Ordered, That it be referred to a Committee to examine how these Books, Proclamation, and Protestation, came to be printed and published, by whom, and by what Authority; and with Power to send for the Printers, and other Persons, Papers, Books, and Witnesses, and what else may conduce to the Business:…

Terry Foreman  •  Link

A form of prayer with thanksgiving to Almighty God to be used in all churches and chapels within this realm every year, upon the sixth day of February, being the day on which His Majesty began his happy reign…

San Diego Sarah  •  Link

"To Mr. Crew’s, and there took money and paid Mrs. Anne, Mrs. Jemima’s maid, off quite, and so she went away and another came to her."

Today is June 30 -- a bit late for a Quarter Day change.
Maybe the excitement of the times explains this? There must have been lots of jobs available, provided the Montagus give Anne a good reference. Or perhaps "and another came to her" means they waited until the new maid was on the doorstep before they fired Anne.

For more about the significance of Quarter Days see…

San Diego Sarah  •  Link

"I met with a letter from Mr. Turner, offering me 150/. to be joined with me in my patent, and to advise me how to improve the advantage of my place, and to keep off Barlow."

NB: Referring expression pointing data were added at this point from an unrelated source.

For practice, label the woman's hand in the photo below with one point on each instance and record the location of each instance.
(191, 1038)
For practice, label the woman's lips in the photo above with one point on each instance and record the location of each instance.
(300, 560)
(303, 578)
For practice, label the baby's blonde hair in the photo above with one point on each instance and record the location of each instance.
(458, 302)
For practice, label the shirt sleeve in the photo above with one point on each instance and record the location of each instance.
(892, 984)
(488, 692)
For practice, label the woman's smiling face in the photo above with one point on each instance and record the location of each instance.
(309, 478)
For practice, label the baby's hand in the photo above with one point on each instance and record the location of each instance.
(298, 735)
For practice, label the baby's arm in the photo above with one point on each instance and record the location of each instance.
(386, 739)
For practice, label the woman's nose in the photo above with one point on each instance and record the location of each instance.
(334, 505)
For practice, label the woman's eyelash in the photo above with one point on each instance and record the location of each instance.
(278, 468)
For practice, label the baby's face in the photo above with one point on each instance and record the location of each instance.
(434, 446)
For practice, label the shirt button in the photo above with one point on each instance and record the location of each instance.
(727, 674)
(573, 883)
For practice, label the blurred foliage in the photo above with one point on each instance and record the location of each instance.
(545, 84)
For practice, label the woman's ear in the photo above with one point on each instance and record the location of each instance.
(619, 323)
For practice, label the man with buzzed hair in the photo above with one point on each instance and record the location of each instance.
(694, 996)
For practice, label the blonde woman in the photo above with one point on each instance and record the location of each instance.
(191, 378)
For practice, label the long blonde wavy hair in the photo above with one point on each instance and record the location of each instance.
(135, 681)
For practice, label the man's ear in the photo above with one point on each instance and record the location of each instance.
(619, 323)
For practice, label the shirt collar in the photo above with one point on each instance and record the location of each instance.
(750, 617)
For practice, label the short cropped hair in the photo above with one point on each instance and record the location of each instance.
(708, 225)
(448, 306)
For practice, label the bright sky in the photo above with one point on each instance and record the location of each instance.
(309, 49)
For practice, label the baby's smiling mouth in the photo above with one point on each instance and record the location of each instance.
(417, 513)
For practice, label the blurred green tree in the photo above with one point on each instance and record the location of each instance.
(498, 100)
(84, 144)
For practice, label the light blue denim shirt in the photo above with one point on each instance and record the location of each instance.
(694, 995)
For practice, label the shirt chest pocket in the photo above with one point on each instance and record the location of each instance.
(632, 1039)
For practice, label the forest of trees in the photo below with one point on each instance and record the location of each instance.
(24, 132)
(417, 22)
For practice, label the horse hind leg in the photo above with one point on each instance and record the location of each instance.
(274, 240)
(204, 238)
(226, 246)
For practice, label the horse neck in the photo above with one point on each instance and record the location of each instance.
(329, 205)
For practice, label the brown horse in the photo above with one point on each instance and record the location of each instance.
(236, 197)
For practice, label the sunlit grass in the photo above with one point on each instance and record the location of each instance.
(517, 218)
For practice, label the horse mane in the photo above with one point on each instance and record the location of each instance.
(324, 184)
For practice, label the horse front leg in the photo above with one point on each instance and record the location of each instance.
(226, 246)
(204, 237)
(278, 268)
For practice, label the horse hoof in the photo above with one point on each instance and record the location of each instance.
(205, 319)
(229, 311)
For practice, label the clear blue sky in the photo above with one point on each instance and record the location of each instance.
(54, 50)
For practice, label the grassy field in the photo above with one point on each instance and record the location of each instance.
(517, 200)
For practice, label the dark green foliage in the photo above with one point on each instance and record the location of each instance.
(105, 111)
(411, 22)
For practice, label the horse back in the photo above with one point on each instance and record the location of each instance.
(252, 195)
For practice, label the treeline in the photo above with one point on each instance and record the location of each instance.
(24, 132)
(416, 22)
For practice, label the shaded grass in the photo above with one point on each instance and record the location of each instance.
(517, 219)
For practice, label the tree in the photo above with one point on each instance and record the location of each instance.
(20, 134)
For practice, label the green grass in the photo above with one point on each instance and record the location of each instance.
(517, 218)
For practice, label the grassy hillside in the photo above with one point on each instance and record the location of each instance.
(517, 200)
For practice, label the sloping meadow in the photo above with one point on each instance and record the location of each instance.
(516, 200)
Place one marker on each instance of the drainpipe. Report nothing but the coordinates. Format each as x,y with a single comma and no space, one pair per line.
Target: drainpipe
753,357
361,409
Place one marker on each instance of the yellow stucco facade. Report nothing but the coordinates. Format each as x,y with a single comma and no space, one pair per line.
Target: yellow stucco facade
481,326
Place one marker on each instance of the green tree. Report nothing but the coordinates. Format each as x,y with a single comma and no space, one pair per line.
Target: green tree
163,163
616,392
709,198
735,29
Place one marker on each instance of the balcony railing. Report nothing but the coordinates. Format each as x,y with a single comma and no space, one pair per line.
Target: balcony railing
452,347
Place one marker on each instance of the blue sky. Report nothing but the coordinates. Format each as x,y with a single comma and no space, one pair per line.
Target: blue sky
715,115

"Thomas Turner (or Tourner) was General Clerk at the Navy Office, and on June 30, 1660, he offered Pepys 150/. to be made joint Clerk of the Acts with him. In a list of the Admiralty officers just before Charles II came in, preserved in the British Museum, there occur, Richard Hutchinson, Treasury of the Navy, salary 1,500/.; Thomas Tourner, General Clerk, for himself and clerk, 100/."

My understanding is that Barlow was given the position of Clerk of the Acts for life by King Charles in 1639 (with another man, who died).
At some point during the interregnum the Admiralty took over the work of the Navy Board, and Mr. Barlow retired to the country.
But someone was needed to do the filing, so Thomas Turner was hired with the title General Clerk.
At the Restoration, Charles II recalled the old members of the Navy Board to keep things going while he appointed their replacements, and quietly Thomas Turner stayed in place.

So now we have three people thinking they should/could be Clerk of the Acts. Can Pepys afford to pay off the other two?